Friday, December 27, 2013

Finding Strength


I refuse to believe there is no possibility or chance of overcoming embouchure dystonia. There is nothing that can waiver my willpower, determination, and patience. No one can stand in my way. I know without a doubt that something once so natural cannot be lost forever when my muscles still possess natural abilities outside of playing. It is a paradoxical mystery as to why only very specific movements trigger it, yet the muscles can still function naturally when at rest. There is a way to return function or eliminate the triggers.

I don't know how I know, but I know THERE IS a way to reverse it. I know it in my gut and soul that this observation of contradictory therein lies an answer hidden somewhere, and that's what gives me strength. It's ultimate faith that what is considered impossible is possible due to that extra space of grey area and a question mark lingering.

I refuse to believe the only thing that exists is a dead end with no hope when the answer is at the tip of ones tongue constantly, and hints at the possibility of freedom from the disorder through glimpses or moments of normalcy after so much hard work and effort accomplished.

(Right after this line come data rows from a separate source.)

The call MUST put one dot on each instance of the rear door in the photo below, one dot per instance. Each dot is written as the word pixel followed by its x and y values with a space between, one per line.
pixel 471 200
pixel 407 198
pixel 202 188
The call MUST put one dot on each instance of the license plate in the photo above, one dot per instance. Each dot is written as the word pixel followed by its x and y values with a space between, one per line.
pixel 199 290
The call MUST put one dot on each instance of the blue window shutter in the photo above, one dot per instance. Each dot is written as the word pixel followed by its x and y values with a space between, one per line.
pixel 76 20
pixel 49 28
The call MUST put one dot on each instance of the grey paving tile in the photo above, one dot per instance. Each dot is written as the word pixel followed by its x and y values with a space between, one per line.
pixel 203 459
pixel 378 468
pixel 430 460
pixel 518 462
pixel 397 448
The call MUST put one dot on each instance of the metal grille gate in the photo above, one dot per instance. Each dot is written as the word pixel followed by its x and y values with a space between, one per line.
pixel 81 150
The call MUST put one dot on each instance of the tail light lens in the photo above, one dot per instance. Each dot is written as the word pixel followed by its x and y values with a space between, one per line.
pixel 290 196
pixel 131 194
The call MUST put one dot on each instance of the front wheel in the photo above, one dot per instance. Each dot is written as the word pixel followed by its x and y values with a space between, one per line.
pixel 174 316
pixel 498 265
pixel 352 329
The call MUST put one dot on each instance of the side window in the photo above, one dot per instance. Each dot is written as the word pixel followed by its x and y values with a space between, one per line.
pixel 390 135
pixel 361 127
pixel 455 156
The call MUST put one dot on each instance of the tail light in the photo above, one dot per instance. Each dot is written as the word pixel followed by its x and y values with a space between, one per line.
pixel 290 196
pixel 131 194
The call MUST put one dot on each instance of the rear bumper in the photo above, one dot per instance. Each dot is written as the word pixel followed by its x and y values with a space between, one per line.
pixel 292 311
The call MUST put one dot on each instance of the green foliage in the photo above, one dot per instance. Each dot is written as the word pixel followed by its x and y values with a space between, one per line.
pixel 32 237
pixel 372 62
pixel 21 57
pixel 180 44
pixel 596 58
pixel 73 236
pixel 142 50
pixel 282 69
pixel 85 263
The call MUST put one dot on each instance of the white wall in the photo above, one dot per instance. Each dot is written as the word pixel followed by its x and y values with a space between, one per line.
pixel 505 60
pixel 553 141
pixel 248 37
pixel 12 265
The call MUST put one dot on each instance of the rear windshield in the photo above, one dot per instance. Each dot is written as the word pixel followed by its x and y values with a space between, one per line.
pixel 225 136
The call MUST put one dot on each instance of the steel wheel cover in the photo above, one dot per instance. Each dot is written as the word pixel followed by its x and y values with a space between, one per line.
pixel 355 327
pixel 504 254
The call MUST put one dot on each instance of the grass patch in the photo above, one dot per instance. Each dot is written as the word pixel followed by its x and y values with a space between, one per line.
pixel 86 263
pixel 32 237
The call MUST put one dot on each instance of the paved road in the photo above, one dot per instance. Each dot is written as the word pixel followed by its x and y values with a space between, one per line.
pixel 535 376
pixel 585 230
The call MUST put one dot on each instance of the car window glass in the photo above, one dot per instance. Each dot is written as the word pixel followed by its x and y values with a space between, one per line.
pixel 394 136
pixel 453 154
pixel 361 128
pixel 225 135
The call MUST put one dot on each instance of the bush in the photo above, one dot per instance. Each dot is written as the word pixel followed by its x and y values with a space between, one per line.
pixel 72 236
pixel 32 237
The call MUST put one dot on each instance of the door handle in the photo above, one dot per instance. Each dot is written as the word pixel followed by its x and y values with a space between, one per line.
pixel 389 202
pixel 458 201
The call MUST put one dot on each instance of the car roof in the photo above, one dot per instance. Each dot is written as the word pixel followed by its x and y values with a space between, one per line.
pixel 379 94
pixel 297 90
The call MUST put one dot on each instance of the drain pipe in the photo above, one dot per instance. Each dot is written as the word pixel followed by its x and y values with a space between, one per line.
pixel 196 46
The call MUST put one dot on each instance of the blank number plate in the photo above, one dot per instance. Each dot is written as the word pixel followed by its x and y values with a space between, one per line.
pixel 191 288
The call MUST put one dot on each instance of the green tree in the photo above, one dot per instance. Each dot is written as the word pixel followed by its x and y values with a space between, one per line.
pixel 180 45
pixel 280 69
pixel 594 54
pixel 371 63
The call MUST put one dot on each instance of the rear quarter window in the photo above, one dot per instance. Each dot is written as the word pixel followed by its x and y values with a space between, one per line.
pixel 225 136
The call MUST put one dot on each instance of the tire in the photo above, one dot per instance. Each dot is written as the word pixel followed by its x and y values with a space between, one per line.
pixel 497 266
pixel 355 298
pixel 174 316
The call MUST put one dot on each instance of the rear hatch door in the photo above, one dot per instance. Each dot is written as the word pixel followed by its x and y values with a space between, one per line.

Most people who are diagnosed with FTSHD (Hand Dystonia) or FTSED (Embouchure Dystonia) ask, "How could my abilities degrade to such a state when I use to be able to play so naturally with ease and nothing wrong?"  when the question should be, "Why should I believe my dystonia is irreversible when normal function still exists in my muscles outside of playing?" Not all is lost when muscle function still exists.

If the possibility of all muscle function is to be completely thrown out the window into the realm of never returning, then I would not be able to use all of my muscle capabilities in my face; I would not be able to eat, not be able to speak, not be able to form a natural smile, not be able to whistle, not be able to do other related tasks or parallel motions. Yet, I still can perform other tasks with the muscles and movement in my face...so why is it not possible to restore function when it comes to horn playing? As long as there is that grey area, as long as my muscles function normally outside of playing, not all is lost...there has to be...there MUST be...there IS a way of restoring normalcy. I just know it! I refuse to let my strength and faith waiver!!